A COP30, em Belém, acabou como as outras: com grande atraso, várias frustrações e alguns avanços. Cumpriu seu mandato para criar indicadores de implementação e avaliação da adaptação à mudança climática. A maior frustração foi, na verdade, um paradoxo. Foi uma decepção não ter no documento final um mapa do caminho para o abandono progressivo dos combustíveis fósseis, com roteiro e metas. Mas, esta pauta não estava na agenda oficial. Ora, como pode frustrar a não decisão sobre algo que não estava na pauta de decisão?


O presidente da COP30, André Corrêa do Lago, ao perceber que o tema dos combustíveis fósseis seria vetado na agenda, criou uma rota paralela de discussões sobre este e outros temas, sob responsabilidade da presidência. Lançou a engenhosa ideia de um “mutirão global contra a mudança climática”.


A ênfase estava no significado de esforço coletivo do mutirão.
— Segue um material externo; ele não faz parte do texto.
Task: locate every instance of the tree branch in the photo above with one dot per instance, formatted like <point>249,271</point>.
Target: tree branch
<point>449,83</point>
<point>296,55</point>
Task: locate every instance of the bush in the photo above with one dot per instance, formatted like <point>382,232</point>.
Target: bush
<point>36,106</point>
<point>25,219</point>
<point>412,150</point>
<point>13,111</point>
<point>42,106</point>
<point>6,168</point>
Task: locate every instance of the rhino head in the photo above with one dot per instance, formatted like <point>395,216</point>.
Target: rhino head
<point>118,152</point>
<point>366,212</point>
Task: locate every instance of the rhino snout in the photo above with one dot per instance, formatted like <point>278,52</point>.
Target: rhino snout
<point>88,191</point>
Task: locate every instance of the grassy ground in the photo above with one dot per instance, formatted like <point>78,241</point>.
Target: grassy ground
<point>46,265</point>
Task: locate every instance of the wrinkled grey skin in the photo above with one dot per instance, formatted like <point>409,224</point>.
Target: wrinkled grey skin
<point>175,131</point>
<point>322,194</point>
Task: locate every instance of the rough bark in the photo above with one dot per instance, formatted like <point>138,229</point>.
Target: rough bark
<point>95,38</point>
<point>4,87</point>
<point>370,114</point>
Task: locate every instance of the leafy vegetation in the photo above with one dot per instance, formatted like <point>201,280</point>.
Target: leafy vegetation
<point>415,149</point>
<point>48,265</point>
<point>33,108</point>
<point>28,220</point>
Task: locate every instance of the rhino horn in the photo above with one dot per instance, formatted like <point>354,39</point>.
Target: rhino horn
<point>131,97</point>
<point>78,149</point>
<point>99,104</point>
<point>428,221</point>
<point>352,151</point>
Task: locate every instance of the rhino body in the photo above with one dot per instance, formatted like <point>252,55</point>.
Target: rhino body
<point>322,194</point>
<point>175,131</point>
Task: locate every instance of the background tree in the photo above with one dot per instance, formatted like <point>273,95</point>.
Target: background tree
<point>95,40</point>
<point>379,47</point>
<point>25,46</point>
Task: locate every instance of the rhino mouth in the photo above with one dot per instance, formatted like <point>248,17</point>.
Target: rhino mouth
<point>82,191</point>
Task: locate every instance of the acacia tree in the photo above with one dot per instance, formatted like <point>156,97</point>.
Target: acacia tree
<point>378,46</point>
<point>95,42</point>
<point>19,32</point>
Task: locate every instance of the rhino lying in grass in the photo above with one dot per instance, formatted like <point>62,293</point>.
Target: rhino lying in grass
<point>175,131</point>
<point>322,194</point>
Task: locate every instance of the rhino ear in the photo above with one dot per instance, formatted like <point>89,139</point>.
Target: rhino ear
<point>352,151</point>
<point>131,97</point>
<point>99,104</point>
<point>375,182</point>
Foi curioso ouvir “mutirão” nos mais de 190 sotaques diferentes nos corredores da COP30. A ideia pegou. E foi por meio dele que o que não estava na agenda foi o tema mais debatido e que mais deixou os negociadores insones. Fora da agenda formal, se tornou o item principal da agenda virtual.


A tarefa do presidente Corrêa do Lago será robustecer o mapa do caminho, ao longo de 2026, para entregá-lo maduro ao presidente da COP31, em novembro de 2026. Com adesão, até ontem de 85 países, não se pode dizer que o tema foi abandonado. Estava em todas as entrelinhas do comunicado final aprovado, “Global Mutirão”.


A marca desta COP foi este paradoxo. O tema da transição para sair dos combustíveis fósseis, aprovado oficialmente na COP28, em Dubai, e esquecido na COP29, em Baku, foi a questão mais discutida nos bastidores e nas plenárias da COP30. Portanto, esteve, sem estar. Houve avanço importante na definição dos direitos sociais a serem respeitados na transição para a descarbonização, com menção explícita aos direitos de gênero, comunidades originárias e afrodescendentes.


Deu trabalho para convencer os europeus a aceitarem a referência a afrodescendentes por causa dos problemas que enfrentam atualmente com imigrantes. Nenhum tema é fácil. Todas as questões exigem enorme esforço negociador, para sempre obter um resultado subótimo, por causa da regra da unanimidade.


O que é unânime entre mais de 190 país muito diferentes entre si, de produtores de petróleo a ilhas em iminente risco existencial, sempre será um compromisso aquém do necessário, do consenso científico e do desejo da maioria das partes. Mas, o aquecimento global não espera.


Houve, claro, outras marcas próprias da COP de Belém. As negociações estavam aquecidas, no penúltimo dia oficial, quando um incêndio no estande do East African Community Pavilion forçou a retirada dos delegados. O incidente certifica em definitivo a incompetência da Casa Civil de Rui Costa, já objeto de críticas seguidas da UNFCC, o programa da ONU para o Clima.


O planejamento de Rui Costa para a logística da COP30 foi deficiente desde o início. O local construído era espaçoso, mas com sérios problemas de refrigeração, por exemplo. O contexto geopolítico-econômico era adverso. Muitos conflitos regionais. Ausência dos Estados Unidos. Uma Europa muito mais recalcitrante. Limites fiscais como obstáculo ao financiamento. Países petroleiros intransigentes.


O contexto econômico, de baixo crescimento e novos desafios, restringe orçamentos e dificulta o avanço no financiamento pelos países ricos aos mais pobres. O local da COP30 estava sendo desmontado, e ainda se aguardava a plenária final. Foi preciso muito engenho diplomático para superar os impasses que teriam levado o evento ao colapso. O trabalho insone do presidente André Corrêa do Lago foi imprescindível, com ajuda dos negociadores, Maurício Lyrio e Lilian Chagas. Diplomata brasileiro sempre tem uma carta manga. Foi a carta do embaixador Lyrio que resolveu o impasse entre Turquia e Austrália, sobre a sede da COP31, dando à Austrália o comando das negociações.


A ministra Marina Silva foi decisiva nos bastidores e nas reuniões formais. Não arredou o pé do evento, primeira a chegar e última a sair, pôs o peso de sua reputação e legitimidade nas negociações para manter viva a ideia dos mapas do caminho para saída justa dos combustíveis fósseis e para o desmatamento zero. Serão, para ela, como as NDCs, cada país fará o seu, voluntariamente. O tema terá decisão oficial em alguma próxima COP.